Wie kann man den Zusammenhang verifizieren, angesichts der relativ geringen Fallanzahl und der üblichen Probleme induktiver Theoriebildung?

Wie geht man mit dem Widerspruch um, dass Demokratien – entgegen Kants Annahme – nicht per se friedlicher sind, sondern lediglich auf dyadischer Ebene so erscheinen?

Besteht zwischen den Phänomenen „Handel“ und „Frieden“ tatsächlich eine Kausalität? Unter welchem methodologischen Zugriff könnte sich ein derartiger Zusammenhang belegen lassen? Wo liegen hierbei die Reichweiten und Grenzen quantitativer bzw. qualitativer Forschungsansätze?

Welche Rolle spielt die Definition von Krieg innerhalb der liberalen Theorie von Krieg und Frieden? Wie erklären sich Konflikte zwischen Handelspartnern, die unterhalb der Kriegsschwelle stattfinden?

Wie plausibel ist das Argument der „abschreckenden“ Wirkung der hohen Opportunitätskosten, die mit militärischen Auseinandersetzungen einher gehen? Verläuft ein solches Kosten-Nutzen-Kalkül auf einer rein materiellen Ebene? Welche anderen Faktoren können politische Akteure zu kostenintensiven militärischen Engagements verleiten?

bearbeitet von Sofia, Lena & Jan

15.10.05

Antinomien des Demokratischen Friedens

Forschungsprogramm der Hessischen Stiftung Friedens- und Konfliktforschung (HSFK)

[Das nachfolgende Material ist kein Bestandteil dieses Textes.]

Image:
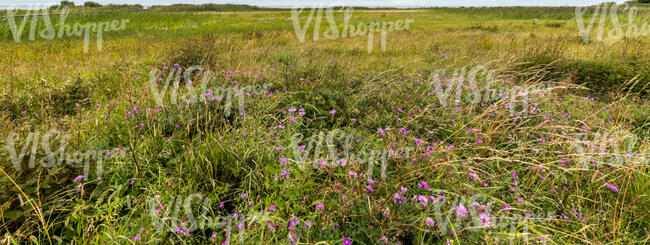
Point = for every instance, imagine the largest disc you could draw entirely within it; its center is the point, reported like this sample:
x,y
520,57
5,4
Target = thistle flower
x,y
472,176
461,210
320,206
424,185
347,241
612,187
77,179
429,222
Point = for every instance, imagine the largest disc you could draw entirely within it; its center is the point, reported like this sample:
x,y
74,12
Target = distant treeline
x,y
209,7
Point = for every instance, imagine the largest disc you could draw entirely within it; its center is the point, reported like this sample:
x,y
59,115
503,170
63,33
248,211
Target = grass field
x,y
563,165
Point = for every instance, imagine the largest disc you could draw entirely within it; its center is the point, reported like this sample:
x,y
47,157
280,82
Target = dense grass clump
x,y
214,123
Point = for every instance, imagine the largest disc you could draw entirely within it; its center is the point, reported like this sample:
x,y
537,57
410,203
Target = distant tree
x,y
92,4
67,3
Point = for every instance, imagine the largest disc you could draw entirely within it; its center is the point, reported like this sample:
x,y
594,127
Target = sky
x,y
368,3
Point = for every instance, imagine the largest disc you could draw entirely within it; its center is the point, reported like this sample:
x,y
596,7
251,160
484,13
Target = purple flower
x,y
461,210
429,222
472,176
77,179
424,185
612,187
285,173
347,241
485,218
320,206
381,132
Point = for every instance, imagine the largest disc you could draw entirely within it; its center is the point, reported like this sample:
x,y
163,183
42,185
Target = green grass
x,y
198,149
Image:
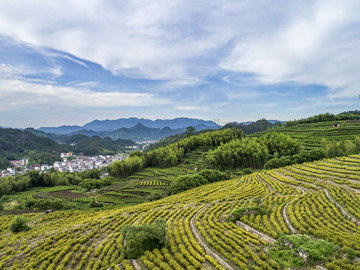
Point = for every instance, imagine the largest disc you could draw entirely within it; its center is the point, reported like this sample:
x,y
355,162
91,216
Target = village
x,y
70,163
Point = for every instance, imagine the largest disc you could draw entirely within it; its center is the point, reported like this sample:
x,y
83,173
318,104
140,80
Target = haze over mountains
x,y
133,128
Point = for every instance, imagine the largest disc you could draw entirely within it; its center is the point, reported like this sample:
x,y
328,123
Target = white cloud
x,y
191,108
186,42
19,95
321,47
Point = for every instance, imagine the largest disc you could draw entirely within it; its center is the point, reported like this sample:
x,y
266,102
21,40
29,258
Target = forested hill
x,y
16,144
349,115
258,126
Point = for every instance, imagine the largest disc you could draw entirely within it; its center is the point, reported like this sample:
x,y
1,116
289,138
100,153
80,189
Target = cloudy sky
x,y
70,62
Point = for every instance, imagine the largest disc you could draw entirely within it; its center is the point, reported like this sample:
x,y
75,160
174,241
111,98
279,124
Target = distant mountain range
x,y
137,129
112,125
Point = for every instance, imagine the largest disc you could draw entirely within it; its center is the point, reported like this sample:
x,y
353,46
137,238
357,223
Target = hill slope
x,y
111,125
303,199
311,134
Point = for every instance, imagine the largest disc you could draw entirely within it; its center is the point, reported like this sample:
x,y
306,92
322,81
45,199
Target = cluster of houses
x,y
70,163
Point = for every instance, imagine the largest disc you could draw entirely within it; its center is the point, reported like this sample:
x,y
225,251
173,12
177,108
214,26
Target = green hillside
x,y
318,199
311,134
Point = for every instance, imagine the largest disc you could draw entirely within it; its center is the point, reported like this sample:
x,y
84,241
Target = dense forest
x,y
172,154
258,126
17,144
350,115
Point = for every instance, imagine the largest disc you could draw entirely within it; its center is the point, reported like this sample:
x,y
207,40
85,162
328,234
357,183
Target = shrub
x,y
142,237
93,204
186,182
213,175
19,224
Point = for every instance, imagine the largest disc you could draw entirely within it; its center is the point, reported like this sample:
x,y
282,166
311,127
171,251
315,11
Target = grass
x,y
311,134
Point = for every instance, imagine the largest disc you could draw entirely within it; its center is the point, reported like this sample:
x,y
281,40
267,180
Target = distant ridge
x,y
112,125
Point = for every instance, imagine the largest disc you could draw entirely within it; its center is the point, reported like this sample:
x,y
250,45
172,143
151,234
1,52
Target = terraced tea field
x,y
319,199
311,134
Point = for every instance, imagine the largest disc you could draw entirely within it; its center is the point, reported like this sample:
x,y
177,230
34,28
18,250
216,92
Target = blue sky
x,y
70,62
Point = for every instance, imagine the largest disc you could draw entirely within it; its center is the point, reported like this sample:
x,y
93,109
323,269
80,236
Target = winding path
x,y
256,232
338,206
286,219
207,249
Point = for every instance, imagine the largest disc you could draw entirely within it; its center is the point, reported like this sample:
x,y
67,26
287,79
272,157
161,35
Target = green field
x,y
316,205
312,134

Das Theorem des "demokratischen Friedens" gründet sich auf die Beobachtung, dass Demokratien nahezu keine Kriege gegeneinander führen. Dies wird auf die Interessenkalküle und Wertorientierungen der Bürgerinnen und Bürger zurückgeführt sowie auf die Wirkung demokratischer Institutionen. Das neue Forschungsprogramm der HSFK ist der demokratischen Herrschaftsform verpflichtet und geht von den Grundprämissen des Theorems aus. Ein genauer Blick offenbart indes Widersprüche, die einer detaillierten Untersuchung und Erklärung bedürfen. So führen Demokratien zwar nicht gegeneinander Krieg, wohl aber gegen nichtdemokratische Regime - und das bisweilen mit besonderer Aggressivität. Zudem ist der Weg zum "demokratischen Frieden" - die Demokratisierung - oft mit besonderer Gewalttätigkeit gepflastert. Internationale Organisationen wiederum dienen Demokratien zwar als institutionelle Grundlage friedlicher Kooperation, bergen zugleich jedoch das Risiko eines Verlustes demokratischer Kontrolle. Diese und andere kaum berücksichtigte Widersprüche stehen in den kommenden fünf Jahren im Mittelpunkt sowohl der grundlegend wissenschaftlichen als auch der praktisch beratenden Arbeit der HSFK.